La querella, presentada por los despachos Baehr-Jones Law y Lieff Cabraser Heimann & Bernstein, acusa a la compañía de no implementar medidas básicas para prevenir la creación de material de abuso sexual infantil (CSAM, por sus siglas en inglés).
Uso de imágenes reales sin consentimiento
La demanda fue interpuesta en nombre de tres víctimas, cuyas fotografías tomadas de redes sociales habrían sido utilizadas para generar contenido explícito mediante la inteligencia artificial.
Según los abogados, Grok fue diseñado deliberadamente para producir este tipo de material y su función “Spicy Mode” habría sido promovida como un atractivo para los usuarios.

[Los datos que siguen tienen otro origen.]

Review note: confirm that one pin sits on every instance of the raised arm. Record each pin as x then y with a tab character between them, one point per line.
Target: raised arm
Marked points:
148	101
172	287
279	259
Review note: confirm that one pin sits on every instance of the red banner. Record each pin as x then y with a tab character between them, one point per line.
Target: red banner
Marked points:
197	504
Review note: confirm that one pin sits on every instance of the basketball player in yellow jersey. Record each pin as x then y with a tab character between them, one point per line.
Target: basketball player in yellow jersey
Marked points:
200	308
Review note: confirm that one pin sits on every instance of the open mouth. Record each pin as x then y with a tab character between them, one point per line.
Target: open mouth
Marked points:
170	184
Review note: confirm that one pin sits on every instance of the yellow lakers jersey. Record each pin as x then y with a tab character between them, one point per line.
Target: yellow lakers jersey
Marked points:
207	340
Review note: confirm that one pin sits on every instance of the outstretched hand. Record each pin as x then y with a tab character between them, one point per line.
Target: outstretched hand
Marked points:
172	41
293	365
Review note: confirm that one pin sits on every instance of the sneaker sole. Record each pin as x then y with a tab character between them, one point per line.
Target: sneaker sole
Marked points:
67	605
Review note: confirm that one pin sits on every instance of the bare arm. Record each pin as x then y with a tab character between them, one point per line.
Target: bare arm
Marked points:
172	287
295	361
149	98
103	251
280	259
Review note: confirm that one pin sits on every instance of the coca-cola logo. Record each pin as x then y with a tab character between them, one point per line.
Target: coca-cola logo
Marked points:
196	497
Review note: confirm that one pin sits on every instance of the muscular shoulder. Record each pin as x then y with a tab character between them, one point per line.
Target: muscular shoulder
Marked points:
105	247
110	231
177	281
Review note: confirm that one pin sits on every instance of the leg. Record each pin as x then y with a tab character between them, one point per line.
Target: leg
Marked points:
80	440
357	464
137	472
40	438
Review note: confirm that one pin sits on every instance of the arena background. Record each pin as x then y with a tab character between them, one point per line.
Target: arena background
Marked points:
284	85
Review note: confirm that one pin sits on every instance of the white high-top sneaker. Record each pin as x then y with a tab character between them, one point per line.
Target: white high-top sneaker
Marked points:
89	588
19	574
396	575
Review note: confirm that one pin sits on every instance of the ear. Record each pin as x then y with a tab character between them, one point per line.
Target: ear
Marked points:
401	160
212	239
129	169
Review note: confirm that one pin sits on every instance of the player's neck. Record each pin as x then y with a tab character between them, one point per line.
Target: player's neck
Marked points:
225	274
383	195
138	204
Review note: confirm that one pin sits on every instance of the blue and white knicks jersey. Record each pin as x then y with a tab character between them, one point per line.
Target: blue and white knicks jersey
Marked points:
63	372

Señalamientos graves contra la plataforma
Entre las acusaciones destacan que:
- El sistema asumía “buena intención” incluso cuando se hacían referencias a menores
- Se promovió en la red social X la capacidad de “desnudar” digitalmente a personas
- No se desactivó completamente la función tras conocerse los riesgos
- Se habría mantenido como una opción premium para generar ingresos
Además, la demanda señala que xAI otorgaba licencias a terceros para utilizar Grok, lo que habría ampliado la producción de este tipo de contenido en otras plataformas.
Cifras alarmantes
El caso cita una investigación del Center for Countering Digital Hate, que estima que Grok generó:
- Cerca de 3 millones de imágenes sexualizadas
- Más de 23 mil imágenes que aparentaban involucrar a menores
Esto en un periodo de apenas once días entre finales de 2025 e inicios de 2026.
Contexto y respuesta
El caso surge después de que The Washington Post revelara un cambio estratégico en xAI para incrementar el uso de Grok, pese a advertencias internas sobre riesgos éticos y legales.
Por su parte, Musk negó conocer la existencia de imágenes de menores generadas por la IA y aseguró que el sistema está diseñado para rechazar contenido ilegal, atribuyendo posibles fallos a errores técnicos que —afirmó— son corregidos de inmediato.
La demanda abre un nuevo frente en el debate sobre la regulación de la inteligencia artificial, especialmente en torno a la generación de contenido sensible y la responsabilidad de las empresas tecnológicas.